Agir plutôt que subir

Cette envie d’être acteur plutôt que spectateur ou commentateur va l’animer pendant toutes ses études, de son externat à Lyon, jusqu’à son internat en médecine générale à Saint-Etienne. Pendant ce parcours, il est constamment élu étudiant. Il fait partie du conseil d’administration de Lyon I, d’une mission solidarité internationale pour le Togo, il participe à une épicerie solidaire, est vice-président de l’Anemf, puis membre du réseau de La Fage (Fédération des Associations Générales Étudiantes). Interne, il devient porte-parole de l’Isnar-IMG (Intersyndicale des internes de médecine générale) puis prend la présidence du syndicat local et de la fédération régionale. « Très vite, je me suis dit que si les choses n’allaient pas mais que je ne faisais que râler ça ne servait à rien, d’où cet engagement », souligne-t-il. « C’est aussi très intéressant de comprendre comment fonctionnent les choses et de pouvoir, grâce à ça, aider concrètement les internes par exemple. »

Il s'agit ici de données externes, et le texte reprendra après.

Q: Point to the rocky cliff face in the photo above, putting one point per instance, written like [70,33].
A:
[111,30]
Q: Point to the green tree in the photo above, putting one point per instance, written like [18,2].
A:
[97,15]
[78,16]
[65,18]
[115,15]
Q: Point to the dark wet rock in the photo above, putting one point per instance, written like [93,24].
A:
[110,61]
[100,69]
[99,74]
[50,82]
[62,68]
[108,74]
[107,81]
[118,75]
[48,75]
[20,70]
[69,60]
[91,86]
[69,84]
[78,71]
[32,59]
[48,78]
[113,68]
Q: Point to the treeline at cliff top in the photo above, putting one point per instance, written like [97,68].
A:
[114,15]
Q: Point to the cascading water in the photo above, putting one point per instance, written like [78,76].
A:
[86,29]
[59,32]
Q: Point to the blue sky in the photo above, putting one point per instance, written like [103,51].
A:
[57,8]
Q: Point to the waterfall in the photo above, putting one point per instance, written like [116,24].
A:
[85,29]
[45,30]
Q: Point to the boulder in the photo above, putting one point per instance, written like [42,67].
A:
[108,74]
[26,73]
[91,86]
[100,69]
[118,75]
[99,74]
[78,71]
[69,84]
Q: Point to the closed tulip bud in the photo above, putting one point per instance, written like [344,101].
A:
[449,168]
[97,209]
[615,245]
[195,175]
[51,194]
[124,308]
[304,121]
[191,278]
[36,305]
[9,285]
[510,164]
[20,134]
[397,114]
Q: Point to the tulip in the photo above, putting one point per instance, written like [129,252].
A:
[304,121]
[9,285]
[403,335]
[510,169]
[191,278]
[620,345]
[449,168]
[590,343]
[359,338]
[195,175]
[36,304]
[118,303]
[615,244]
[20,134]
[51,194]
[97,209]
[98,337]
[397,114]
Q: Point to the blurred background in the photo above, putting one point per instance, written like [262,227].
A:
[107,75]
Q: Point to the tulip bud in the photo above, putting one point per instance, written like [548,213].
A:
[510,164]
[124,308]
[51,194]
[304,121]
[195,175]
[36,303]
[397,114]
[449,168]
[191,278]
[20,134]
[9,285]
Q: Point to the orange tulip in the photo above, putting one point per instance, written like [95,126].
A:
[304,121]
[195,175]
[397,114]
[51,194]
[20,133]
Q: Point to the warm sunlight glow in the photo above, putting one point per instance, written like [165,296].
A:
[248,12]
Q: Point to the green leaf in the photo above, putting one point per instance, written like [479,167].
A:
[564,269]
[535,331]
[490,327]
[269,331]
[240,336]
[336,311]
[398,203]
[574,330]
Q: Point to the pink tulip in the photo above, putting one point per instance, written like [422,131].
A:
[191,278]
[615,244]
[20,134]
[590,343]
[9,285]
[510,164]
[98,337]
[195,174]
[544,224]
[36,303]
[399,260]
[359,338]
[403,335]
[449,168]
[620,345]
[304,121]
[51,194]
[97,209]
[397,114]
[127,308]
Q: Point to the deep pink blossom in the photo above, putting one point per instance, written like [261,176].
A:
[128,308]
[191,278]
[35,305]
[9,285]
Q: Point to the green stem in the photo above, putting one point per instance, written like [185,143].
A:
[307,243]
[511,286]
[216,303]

Favoriser l'accès aux soins derrière les barreaux

Le désormais trentenaire se distingue par des choix impactants dans son parcours extrascolaire mais aussi dans son chemin professionnel. Actuellement en année de recherche, il signera à l’automne prochain un contrat pour rejoindre l’équipe de soins d’une maison d’arrêt. Soigner en prison, c’est lors d’un stage pendant son internat qu’il a mordu à cet exercice particulier. « J’ai découvert un monde incroyable. On y rencontre une population très variée, avec une diversité de pathologies. Il y a aussi les pathologies liées à l’enfermement, une grosse composante psychiatrique et psychopathique et une dimension médico-légale intéressante », explique-t-il. En prison, encore plus qu’ailleurs, le challenge est aussi de pouvoir bâtir la relation de confiance avec le patient. « En détention, les personnes sont déshumanisées, mais en unité sanitaire ce sont des patients comme les autres. Même si physiquement nous sommes au milieu de la prison, nous sommes complètement indépendants de l’administration pénitentiaire et c’est parfois difficile de le comprendre pour les patients, de croire qu’il n’y a pas de communication des informations médicales ». Le stage a aussi permis à Stéphane de travailler sur le positionnement du généraliste. « Il y a un travail éthique et relationnel. Parfois on sait pourquoi ils sont en prison, parfois non, mais quoiqu’il arrive nous devons prendre en charge la personne et avoir une empathie sur sa maladie en faisant abstraction du reste ». Son stage lui a aussi permis de se forger une opinion bien arrêtée sur le monde carcéral en général. « Ça m’a mis une claque. Je ne comprends pas ce que certaines personnes font en prison. Aujourd'hui en France le système carcéral les détruit plus qu'autre chose », confie-t-il. Un avis qui ne l’empêche pas de vouloir démarrer son exercice dans cet univers, même si sur le long terme il n’abandonne pas l’envie de s’installer, probablement en milieu rural. Un pied de nez de plus, aux discours « démagogiques » qui l’agacent contre les jeunes médecins qui refuseraient de s’engager pour leur profession. Lui en tout cas n'a pour l'instant jamais refusé de s'engager, bien au contraire.